Foi nesse momento que Raquel Lima decidiu arriscar tudo pela paixão pelo chocolate. Inspirada por memórias de infância e pelo gosto pelo detalhe, criou a marca Pedaços de Cacau, hoje distinguida com dezenas de prémios e reconhecida pela produção artesanal, pela sustentabilidade e pelo uso de produtos nacionais.

Em entrevista ao Link to Leaders, Raquel Lima recorda os primeiros passos e fala dos desafios e do futuro da marca – que continua a ser movida, acima de tudo, por paixão. Por agora, já olha para o mercado europeu como uma possibilidade de internacionalização e quem sabe, no futuro, os EUA.

A Pedaços de Cacau nasceu de uma paixão. Quando percebeu que o chocolate poderia ser mais do que uma simples guloseima?
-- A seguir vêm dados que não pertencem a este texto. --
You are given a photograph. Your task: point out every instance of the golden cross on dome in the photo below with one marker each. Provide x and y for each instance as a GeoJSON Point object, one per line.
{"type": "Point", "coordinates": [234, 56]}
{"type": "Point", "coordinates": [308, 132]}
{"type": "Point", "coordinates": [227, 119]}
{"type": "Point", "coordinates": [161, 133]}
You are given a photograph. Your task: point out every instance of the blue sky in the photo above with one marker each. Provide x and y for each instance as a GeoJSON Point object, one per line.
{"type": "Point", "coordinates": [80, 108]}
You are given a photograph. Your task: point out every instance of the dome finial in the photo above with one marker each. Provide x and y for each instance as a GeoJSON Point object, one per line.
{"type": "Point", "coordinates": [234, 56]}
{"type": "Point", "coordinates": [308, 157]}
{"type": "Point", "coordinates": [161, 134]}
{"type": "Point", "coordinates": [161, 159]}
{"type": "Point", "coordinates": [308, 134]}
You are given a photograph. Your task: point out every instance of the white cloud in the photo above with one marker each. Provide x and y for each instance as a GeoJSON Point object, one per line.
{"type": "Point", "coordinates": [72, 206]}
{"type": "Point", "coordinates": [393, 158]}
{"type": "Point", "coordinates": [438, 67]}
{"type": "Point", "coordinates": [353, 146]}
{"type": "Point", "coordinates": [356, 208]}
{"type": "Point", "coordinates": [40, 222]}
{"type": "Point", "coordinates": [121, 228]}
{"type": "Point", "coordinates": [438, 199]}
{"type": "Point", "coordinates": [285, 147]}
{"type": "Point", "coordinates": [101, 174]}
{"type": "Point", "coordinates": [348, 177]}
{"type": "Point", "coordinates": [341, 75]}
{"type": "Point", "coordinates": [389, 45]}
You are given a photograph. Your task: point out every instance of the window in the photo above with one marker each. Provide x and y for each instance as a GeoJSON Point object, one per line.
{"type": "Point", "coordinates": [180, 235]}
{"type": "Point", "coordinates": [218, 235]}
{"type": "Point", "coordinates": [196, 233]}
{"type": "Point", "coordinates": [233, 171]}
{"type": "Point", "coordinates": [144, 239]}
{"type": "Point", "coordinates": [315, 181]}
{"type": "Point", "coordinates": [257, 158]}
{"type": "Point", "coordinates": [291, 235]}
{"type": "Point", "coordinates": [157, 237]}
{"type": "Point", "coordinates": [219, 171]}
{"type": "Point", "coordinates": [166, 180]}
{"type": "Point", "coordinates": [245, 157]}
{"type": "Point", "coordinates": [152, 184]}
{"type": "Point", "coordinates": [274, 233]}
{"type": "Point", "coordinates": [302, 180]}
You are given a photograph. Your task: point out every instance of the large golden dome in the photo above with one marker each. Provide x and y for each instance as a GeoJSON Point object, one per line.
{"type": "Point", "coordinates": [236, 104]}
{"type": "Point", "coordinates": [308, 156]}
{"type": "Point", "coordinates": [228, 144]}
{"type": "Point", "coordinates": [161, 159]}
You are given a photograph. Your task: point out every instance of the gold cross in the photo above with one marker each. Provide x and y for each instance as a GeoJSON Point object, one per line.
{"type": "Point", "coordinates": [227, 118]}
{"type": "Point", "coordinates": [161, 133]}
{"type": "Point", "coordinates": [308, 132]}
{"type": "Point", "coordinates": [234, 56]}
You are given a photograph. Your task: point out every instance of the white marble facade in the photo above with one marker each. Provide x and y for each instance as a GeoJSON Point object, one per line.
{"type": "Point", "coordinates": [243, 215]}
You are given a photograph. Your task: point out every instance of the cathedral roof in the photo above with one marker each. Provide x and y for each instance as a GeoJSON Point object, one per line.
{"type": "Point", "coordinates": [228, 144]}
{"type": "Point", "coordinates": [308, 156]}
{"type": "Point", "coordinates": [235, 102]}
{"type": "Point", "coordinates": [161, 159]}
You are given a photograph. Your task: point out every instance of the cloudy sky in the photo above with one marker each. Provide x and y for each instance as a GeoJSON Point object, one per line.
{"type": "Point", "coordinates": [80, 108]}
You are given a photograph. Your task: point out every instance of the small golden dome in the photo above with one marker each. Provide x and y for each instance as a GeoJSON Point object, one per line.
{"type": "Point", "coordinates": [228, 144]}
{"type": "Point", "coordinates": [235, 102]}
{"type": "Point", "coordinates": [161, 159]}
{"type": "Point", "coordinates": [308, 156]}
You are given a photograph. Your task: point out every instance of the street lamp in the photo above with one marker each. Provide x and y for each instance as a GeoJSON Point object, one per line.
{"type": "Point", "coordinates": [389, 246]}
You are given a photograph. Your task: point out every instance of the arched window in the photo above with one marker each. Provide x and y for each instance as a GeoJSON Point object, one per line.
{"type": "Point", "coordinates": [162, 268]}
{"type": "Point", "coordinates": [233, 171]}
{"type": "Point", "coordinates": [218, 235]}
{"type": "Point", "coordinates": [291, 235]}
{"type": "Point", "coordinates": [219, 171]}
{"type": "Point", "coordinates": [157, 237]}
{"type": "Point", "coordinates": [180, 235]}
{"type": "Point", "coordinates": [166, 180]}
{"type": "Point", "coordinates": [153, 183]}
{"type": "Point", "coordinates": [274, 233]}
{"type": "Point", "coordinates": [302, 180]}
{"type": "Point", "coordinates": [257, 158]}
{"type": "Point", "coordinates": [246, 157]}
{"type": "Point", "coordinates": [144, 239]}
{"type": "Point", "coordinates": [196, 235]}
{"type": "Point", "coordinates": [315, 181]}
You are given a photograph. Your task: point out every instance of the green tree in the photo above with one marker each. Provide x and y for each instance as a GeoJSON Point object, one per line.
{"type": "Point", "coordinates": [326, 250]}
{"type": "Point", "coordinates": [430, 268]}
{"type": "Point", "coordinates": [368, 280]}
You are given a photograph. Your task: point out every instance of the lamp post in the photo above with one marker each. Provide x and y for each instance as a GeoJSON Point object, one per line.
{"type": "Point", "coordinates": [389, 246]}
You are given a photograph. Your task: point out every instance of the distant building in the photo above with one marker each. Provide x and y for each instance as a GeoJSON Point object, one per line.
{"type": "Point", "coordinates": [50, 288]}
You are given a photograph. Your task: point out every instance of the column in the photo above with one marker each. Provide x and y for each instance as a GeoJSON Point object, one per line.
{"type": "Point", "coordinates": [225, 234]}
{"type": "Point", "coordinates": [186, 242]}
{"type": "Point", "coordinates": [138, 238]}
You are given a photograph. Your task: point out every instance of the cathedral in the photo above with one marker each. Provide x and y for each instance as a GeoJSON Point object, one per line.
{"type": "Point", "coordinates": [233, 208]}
Esta viragem deu-se quando comecei a perceber que tinha que tirar férias para trabalhar nos chocolates e pensei que ia ser insustentável, porque eu tinha um trabalho das 9h30 às 6h30 e depois chegava ao final do dia e tinha que fazer os chocolates. Isto também aos fins de semana e feriados. Então chegou uma altura no Natal que eu tinha que tirar sempre a primeira semana de férias, porque é quando apanhamos os feriados. Eu tirava essa semana de férias para poder responder às encomendas.

Na altura o meu marido questionou-me: “mas tu não podes estar a tirar férias para trabalhar, tira-se férias é para descansar, não é? “. E aquela pergunta ficou na minha cabeça. Foi aí que comecei a pensar que tinha de tomar uma decisão, ou dedicava-me a 100% ao chocolate ou então tinha que deixar a Pedaços de Cacau. Foi aí que eu tomei a decisão de optar pela minha paixão.

Há um episódio curioso na sua infância, relacionado com os tios que vinham de França. Que memórias guarda desses tempos e que influência tiveram na criação da marca?

Eu adoro chocolate! O chocolate já me acompanha desde a minha infância e quando os meus tios vinham de França traziam caixas de chocolates. Eram caixas enormes que em Portugal ainda não existiam, com diversos sabores. E nós comíamos imenso chocolate às escondidas, ou seja, são boas sensações que guardo da minha infância. Por isso, o chocolate entrou na minha vida desde os 6, 7 anos. Só mais tarde é que percebi esta minha paixão, quando queria oferecer algo aos meus amigos e pensava em oferecer chocolates. Na altura, quando eu tomei esta decisão fui muito inconsciente.

“(…) senti que estava a perder a minha parte criativa, que também estava a perder o contato com as pessoas (…)”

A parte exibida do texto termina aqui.